A benefit of traditional IRAs is that your contributions may be tax-deductible. However, as noted previously, the deduction is only available if your modified adjusted gross income (MAGI) meets specific criteria.

Additionally, your MAGI may limit your Roth IRA contributions. In 2020, single filers must earn less than $139,000, while married couples filing jointly must earn less than $206,000. These thresholds will increase in 2021 when single filers earn less than $140,000, and married couples filing jointly must earn less than $208,000 to qualify for a Roth IRA.

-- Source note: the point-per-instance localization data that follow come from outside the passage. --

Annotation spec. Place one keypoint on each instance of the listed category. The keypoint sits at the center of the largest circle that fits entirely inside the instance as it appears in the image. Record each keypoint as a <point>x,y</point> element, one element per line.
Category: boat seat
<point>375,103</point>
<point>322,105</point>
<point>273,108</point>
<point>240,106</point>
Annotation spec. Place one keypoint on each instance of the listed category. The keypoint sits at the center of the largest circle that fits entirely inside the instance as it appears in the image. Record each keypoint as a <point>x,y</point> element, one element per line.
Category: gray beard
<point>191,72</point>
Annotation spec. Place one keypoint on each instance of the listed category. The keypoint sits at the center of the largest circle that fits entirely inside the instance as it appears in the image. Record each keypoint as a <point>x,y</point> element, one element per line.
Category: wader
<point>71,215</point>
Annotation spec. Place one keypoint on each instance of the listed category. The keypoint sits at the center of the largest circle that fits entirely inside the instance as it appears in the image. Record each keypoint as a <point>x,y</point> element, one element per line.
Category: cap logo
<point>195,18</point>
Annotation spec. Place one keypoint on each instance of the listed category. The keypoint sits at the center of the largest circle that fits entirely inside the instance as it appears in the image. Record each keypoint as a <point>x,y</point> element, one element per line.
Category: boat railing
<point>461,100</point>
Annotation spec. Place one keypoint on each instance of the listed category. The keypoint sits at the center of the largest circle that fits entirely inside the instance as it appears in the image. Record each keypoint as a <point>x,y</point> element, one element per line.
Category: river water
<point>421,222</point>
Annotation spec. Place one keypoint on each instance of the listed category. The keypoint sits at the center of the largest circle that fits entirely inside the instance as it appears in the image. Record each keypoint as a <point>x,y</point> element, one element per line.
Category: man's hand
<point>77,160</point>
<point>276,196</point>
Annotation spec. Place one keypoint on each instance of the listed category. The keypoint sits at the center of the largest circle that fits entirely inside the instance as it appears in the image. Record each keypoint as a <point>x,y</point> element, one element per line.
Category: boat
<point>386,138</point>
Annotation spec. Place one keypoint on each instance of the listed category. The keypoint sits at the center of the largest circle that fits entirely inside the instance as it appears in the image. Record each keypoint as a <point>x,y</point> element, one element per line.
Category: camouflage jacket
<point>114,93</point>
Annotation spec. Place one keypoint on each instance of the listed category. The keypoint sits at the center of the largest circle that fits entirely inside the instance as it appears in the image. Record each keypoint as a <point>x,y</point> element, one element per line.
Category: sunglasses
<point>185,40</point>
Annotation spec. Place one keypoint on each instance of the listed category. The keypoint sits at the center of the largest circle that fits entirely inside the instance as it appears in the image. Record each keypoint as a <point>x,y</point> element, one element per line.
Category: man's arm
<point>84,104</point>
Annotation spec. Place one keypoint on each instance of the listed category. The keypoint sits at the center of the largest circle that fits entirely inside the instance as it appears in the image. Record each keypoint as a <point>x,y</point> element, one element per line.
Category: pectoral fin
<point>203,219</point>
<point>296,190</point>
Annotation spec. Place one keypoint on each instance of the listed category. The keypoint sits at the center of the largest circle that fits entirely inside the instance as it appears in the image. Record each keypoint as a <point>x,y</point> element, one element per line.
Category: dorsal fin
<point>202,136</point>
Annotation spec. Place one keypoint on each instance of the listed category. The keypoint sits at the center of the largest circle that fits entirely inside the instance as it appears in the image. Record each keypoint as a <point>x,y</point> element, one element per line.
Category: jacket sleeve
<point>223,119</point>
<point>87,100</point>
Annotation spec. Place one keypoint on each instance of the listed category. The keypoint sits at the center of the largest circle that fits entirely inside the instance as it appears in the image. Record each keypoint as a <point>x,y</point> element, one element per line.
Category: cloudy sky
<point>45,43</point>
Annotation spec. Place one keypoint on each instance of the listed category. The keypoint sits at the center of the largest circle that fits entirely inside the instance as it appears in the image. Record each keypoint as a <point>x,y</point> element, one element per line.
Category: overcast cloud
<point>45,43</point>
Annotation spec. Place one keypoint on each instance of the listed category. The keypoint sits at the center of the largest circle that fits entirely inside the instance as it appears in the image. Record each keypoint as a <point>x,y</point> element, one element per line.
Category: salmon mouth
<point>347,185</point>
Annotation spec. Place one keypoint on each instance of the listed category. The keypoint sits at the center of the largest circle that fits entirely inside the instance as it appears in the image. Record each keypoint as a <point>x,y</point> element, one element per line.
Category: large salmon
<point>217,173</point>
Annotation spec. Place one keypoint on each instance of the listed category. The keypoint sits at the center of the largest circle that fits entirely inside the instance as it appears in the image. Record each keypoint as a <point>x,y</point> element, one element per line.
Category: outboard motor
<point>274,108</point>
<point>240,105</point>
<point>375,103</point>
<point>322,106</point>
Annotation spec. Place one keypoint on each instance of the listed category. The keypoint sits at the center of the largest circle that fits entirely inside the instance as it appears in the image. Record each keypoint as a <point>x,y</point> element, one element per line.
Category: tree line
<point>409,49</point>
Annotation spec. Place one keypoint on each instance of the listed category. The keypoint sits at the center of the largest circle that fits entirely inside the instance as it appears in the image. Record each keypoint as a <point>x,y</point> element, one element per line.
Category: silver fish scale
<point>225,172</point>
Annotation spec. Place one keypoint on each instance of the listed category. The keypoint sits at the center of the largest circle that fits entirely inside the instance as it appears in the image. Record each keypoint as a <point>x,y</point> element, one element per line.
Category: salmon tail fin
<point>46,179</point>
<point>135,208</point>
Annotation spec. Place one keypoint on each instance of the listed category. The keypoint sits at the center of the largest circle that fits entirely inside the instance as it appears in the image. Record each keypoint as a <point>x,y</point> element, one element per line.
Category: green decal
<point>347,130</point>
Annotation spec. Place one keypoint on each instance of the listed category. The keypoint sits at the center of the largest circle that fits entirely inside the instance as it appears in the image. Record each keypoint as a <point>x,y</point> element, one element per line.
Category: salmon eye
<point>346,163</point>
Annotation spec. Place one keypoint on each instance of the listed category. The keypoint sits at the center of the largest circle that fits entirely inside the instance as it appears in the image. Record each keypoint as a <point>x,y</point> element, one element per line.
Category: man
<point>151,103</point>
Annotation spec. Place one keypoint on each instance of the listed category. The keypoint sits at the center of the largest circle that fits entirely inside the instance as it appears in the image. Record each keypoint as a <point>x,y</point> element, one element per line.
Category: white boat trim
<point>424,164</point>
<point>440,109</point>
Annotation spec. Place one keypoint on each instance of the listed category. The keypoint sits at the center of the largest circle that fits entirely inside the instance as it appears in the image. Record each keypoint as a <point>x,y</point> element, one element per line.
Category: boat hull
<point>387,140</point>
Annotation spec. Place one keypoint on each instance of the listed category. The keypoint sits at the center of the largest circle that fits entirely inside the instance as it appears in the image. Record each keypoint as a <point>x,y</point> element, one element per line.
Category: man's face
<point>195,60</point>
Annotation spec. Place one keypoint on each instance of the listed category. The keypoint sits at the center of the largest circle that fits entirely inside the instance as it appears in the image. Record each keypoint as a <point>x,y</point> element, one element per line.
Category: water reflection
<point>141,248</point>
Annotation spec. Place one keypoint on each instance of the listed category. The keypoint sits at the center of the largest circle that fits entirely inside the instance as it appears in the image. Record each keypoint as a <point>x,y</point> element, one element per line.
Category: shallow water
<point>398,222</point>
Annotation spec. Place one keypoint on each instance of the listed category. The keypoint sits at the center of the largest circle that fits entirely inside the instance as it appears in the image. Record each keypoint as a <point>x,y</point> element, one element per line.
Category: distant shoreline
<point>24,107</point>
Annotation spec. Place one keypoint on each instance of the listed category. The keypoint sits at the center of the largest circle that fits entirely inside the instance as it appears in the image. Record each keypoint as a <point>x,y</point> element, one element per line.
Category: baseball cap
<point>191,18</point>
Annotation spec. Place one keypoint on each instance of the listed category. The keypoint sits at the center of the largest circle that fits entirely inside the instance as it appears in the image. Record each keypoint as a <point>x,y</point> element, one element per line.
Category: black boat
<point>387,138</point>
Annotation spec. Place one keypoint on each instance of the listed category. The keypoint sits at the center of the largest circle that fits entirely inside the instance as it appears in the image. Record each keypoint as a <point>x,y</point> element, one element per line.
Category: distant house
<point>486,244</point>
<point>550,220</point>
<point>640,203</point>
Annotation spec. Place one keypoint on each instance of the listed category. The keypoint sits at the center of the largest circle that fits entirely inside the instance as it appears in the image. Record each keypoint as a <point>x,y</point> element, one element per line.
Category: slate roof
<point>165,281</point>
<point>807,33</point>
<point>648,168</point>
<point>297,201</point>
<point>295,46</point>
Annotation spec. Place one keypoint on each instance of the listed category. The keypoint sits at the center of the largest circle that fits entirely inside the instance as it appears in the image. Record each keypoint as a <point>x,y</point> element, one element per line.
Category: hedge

While earning income is required to contribute to an IRA, a spousal IRA allows a working spouse to contribute to an IRA on behalf of their nonworking spouse, effectively doubling the couple’s retirement savings.

Which Account Is Better?

Neither account is strictly superior to the other, but they each have unique features and possible benefits based on your circumstances. In general, 401(k) participants should contribute enough to obtain their employers’ full match. Apart from that, the quality of investment options may be decisive. If your 401(k) investing alternatives are inadequate or too restrictive, you may wish to redirect additional retirement funds to an IRA.

As previously stated, your salary may also influence the kind of accounts to contribute in any particular year. A tax professional can assist you in determining your eligibility and the types of accounts that may be suitable.